David C Glahn, PhD, Department of Psychiatry, The University of Texas Health Science Center at San Antonio, Mail Code 7792, 7703 Floyd Curl Drive, San Antonio, TX 78229-3900, USA. Fax: (210) 567–1291. e-mail: glahn@uthscsa.edu

Abstract

Objectives:  Impaired verbal declarative memory has been proposed as a trait marker for adult bipolar disorder. However, similar impairments in juvenile-onset bipolar disorder have not been yet documented. Here, we assessed declarative memory in a large sample of clinically well-characterized children with bipolar disorder.

Methods:  Forty-one children and adolescents with bipolar disorder [21 bipolar I disorder (BP-I), 10 bipolar II disorder (BP-II), and 10 bipolar disorder, not otherwise specified (BP-NOS)] and 17 demographically matched healthy participants completed a standardized learning and memory test.

Results:  BP-I children recalled and recognized significantly fewer words than healthy subjects, whereas children with BP-II and BP-NOS did not differ from controls.

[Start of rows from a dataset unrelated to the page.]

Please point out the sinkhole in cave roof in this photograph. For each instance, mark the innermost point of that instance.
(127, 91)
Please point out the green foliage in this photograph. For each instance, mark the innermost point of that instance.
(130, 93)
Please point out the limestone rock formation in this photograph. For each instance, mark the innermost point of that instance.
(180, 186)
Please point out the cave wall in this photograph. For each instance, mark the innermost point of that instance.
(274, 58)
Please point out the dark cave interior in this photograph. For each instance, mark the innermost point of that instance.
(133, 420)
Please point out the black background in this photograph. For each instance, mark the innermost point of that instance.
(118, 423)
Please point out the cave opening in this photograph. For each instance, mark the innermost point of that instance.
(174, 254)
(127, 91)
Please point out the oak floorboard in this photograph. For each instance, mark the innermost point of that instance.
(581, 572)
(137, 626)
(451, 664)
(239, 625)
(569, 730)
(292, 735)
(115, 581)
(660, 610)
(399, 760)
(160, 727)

However, individuals with BP-NOS made more perseverative errors and intrusions than the other groups. Severity of mood symptomatology was not associated with memory performance in any bipolar subtype.

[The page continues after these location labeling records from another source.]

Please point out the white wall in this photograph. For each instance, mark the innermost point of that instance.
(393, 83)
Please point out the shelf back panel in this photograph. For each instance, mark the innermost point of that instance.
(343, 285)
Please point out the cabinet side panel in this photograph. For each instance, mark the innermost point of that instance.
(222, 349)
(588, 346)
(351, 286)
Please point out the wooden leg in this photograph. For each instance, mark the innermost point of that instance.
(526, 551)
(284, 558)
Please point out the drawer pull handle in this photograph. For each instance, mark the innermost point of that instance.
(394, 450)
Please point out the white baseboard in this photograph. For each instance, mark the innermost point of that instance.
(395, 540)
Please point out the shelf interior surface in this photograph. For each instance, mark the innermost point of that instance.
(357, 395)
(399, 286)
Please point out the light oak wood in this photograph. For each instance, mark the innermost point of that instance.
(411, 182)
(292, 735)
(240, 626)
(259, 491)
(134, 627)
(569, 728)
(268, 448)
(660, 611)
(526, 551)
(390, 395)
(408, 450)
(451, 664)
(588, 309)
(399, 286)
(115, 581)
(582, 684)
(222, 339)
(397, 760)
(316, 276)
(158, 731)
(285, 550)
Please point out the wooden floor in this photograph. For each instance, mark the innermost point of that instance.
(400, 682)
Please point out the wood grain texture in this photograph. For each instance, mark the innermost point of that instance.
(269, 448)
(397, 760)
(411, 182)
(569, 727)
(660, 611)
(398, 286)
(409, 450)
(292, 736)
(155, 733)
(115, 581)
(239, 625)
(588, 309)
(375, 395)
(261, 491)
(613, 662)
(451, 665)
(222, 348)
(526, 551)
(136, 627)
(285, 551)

Conclusions:  Findings suggest that declarative memory impairments in juvenile BP-I are similar to those seen in the adult form of the illness. These impairments do not appear to be secondary to clinical state; rather, they may reflect trait-related impairments. Distinct performance patterns in BP-I, BP-II, and BP-NOS suggest that the broadly defined phenotype is significantly heterogeneous, and may not be informative for pathogenetic investigations of bipolar disorder.